The mechanism behind PRP injections is not completely understood. Studies show that the increased concentration of growth factors in platelet-rich plasma may stimulate or speed up the healing process, shortening healing time for injuries, decreasing pain and even encouraging hair growth.
WHAT IT'S USED FOR
PRP injections are used for a range of conditions from musculoskeletal pain and injuries to cosmetic procedures.
- Chronic tendon injuries such as tennis elbow or jumper’s knee can often take a long time to heal, so adding PRP shots to a treatment regimen can help to stimulate the healing process, decrease pain and enable a return to activities sooner.
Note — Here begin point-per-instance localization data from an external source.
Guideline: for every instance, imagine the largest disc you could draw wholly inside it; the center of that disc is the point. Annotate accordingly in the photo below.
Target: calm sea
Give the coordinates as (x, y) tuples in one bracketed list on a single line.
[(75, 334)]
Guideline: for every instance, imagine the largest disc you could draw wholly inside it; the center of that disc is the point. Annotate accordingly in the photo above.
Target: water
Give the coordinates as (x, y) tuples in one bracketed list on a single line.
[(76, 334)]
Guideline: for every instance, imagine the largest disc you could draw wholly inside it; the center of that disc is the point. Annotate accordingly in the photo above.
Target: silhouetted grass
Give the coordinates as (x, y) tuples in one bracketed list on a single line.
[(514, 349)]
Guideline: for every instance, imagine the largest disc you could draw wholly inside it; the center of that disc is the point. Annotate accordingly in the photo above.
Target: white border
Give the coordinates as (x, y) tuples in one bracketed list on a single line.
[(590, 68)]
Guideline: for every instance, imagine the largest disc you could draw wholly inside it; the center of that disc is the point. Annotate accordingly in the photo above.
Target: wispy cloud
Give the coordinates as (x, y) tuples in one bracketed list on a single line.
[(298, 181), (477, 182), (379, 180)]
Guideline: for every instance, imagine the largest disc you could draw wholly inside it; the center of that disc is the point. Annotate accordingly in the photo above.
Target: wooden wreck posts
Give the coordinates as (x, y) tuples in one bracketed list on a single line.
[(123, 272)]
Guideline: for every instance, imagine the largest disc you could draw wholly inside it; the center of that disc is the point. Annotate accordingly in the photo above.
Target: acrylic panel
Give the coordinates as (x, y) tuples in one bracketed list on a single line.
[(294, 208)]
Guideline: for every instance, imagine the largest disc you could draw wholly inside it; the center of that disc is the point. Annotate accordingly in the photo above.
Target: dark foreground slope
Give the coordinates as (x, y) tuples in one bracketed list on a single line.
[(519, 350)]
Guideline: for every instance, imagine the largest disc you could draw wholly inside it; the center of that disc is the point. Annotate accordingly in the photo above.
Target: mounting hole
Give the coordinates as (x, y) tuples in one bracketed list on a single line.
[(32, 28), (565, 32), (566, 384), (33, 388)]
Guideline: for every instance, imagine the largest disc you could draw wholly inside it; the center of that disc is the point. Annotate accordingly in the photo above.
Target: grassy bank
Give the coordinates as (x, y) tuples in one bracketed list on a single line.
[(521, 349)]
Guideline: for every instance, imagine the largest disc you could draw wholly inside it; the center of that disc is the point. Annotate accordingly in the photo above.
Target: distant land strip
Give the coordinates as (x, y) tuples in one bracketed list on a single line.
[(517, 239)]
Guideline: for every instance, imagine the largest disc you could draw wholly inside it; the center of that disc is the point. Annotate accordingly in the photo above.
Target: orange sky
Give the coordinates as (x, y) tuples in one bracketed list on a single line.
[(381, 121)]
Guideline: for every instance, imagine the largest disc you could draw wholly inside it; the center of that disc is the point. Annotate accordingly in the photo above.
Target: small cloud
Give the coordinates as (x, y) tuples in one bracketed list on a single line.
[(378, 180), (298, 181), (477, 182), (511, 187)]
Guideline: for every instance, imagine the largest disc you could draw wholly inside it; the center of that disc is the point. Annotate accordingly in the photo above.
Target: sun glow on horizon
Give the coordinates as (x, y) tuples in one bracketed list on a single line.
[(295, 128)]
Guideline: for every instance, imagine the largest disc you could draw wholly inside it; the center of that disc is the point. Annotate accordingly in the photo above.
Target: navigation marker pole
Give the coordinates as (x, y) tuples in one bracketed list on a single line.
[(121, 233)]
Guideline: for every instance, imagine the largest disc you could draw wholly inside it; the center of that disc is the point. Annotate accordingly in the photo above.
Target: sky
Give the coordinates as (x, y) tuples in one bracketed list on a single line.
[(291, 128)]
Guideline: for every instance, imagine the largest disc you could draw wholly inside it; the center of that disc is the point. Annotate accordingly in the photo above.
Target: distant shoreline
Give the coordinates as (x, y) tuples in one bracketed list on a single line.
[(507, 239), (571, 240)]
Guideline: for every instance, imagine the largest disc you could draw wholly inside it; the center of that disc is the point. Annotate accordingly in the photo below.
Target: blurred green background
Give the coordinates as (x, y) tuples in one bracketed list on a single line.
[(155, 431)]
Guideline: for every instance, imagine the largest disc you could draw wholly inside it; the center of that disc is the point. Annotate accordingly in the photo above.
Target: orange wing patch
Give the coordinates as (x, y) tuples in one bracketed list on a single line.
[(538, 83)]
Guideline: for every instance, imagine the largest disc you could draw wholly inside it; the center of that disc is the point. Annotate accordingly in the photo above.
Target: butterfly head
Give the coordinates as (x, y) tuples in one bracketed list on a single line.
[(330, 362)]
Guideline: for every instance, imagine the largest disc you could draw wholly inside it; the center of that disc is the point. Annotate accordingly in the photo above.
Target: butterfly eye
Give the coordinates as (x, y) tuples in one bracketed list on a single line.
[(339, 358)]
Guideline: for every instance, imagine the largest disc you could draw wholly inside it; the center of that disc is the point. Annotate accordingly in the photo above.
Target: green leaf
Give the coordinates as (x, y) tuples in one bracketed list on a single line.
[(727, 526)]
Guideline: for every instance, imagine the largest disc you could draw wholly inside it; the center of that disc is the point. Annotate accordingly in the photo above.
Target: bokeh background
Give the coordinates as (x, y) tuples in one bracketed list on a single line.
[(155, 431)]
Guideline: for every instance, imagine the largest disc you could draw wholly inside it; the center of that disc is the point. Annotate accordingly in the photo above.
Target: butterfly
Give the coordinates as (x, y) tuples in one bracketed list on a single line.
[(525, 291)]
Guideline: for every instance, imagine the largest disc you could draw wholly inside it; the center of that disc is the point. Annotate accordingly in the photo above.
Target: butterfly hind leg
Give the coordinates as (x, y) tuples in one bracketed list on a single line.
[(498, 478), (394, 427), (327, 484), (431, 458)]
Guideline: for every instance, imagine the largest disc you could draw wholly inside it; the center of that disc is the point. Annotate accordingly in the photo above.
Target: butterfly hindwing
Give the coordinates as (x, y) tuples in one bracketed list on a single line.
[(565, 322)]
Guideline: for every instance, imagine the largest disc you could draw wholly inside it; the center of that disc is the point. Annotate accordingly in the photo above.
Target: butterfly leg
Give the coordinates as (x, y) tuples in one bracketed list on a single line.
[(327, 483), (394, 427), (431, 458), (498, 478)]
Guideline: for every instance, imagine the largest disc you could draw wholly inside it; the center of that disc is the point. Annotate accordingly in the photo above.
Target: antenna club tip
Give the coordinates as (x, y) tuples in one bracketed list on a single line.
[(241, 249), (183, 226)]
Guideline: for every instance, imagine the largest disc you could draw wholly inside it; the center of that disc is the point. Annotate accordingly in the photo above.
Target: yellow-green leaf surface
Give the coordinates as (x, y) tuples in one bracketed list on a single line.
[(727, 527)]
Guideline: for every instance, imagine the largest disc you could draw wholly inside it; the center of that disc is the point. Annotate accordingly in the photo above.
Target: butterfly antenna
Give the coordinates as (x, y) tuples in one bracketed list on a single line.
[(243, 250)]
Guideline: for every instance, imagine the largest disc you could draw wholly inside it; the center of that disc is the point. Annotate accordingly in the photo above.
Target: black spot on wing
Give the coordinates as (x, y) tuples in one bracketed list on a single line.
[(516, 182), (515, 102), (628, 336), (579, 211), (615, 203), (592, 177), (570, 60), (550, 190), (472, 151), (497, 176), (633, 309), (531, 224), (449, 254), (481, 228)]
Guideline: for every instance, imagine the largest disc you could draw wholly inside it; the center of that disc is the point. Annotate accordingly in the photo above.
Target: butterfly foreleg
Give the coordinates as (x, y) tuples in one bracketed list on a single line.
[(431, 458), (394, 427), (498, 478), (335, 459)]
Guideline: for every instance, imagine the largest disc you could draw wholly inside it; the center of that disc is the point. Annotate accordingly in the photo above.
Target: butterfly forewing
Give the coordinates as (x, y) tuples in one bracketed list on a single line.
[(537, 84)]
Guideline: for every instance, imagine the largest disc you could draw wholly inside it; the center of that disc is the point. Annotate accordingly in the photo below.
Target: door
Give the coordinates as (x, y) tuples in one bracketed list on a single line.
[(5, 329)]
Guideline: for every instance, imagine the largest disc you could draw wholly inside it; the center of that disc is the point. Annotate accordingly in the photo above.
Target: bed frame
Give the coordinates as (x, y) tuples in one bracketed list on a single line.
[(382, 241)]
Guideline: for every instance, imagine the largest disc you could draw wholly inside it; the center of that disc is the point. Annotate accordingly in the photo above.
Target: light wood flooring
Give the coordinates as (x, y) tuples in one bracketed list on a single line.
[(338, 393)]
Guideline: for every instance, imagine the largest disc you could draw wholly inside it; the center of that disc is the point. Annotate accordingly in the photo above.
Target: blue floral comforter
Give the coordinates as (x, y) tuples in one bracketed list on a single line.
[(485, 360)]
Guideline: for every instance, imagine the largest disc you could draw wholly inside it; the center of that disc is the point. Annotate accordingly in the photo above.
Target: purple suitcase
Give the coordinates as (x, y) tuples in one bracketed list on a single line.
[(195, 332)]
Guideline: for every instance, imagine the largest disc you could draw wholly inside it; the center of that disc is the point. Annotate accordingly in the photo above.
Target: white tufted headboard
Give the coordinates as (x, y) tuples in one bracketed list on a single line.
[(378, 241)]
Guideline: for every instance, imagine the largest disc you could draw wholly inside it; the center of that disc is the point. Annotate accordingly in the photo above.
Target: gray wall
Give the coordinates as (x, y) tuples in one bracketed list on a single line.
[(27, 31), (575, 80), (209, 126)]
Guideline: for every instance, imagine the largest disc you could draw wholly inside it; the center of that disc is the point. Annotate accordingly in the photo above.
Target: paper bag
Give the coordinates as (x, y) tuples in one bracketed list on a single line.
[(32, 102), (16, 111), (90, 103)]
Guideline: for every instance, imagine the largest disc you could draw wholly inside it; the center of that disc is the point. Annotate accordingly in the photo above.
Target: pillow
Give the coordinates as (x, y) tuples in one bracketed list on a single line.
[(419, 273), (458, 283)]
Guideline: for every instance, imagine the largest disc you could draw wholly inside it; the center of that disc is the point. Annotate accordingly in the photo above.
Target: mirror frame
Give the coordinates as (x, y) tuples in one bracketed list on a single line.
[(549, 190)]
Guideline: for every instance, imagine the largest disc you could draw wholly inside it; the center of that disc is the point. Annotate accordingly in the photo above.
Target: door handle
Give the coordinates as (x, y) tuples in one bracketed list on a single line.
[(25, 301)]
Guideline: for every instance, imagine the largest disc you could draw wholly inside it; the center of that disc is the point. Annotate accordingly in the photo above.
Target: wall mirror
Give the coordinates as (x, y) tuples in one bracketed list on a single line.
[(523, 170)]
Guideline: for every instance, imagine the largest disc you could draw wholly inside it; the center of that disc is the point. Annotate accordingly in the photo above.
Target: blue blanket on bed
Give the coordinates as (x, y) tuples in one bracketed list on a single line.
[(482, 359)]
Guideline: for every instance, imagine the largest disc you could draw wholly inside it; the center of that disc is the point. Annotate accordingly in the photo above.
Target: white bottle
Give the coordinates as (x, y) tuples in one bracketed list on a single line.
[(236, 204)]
- Post-surgical PRP injections are used to help heal muscles, tendons and ligaments.
- Osteoarthritis pain and stiffness by may relieved by PRP injections by modulating the joint environment and reducing inflammation (research is growing).
- Hair loss can be slowed and hair restoration improved with PRP, as well as the Platelet Poor Plasma (PPP) byproduct from blood.
NOTE: Research for the different applications of PRP is promising and rapidly growing. Although the equipment used to produce PRP and the injections themselves have been cleared by the FDA, this procedure is considered investigational and has not been officially approved by the FDA for most uses. Since PRP is a substance derived from one’s own blood, it is not considered a drug. FDA clearance means that doctors can prescribe and administer PRP if they believe it’s in the best interest of the patient. However, lack of the FDA approval means that PRP treatments may not be covered by insurance.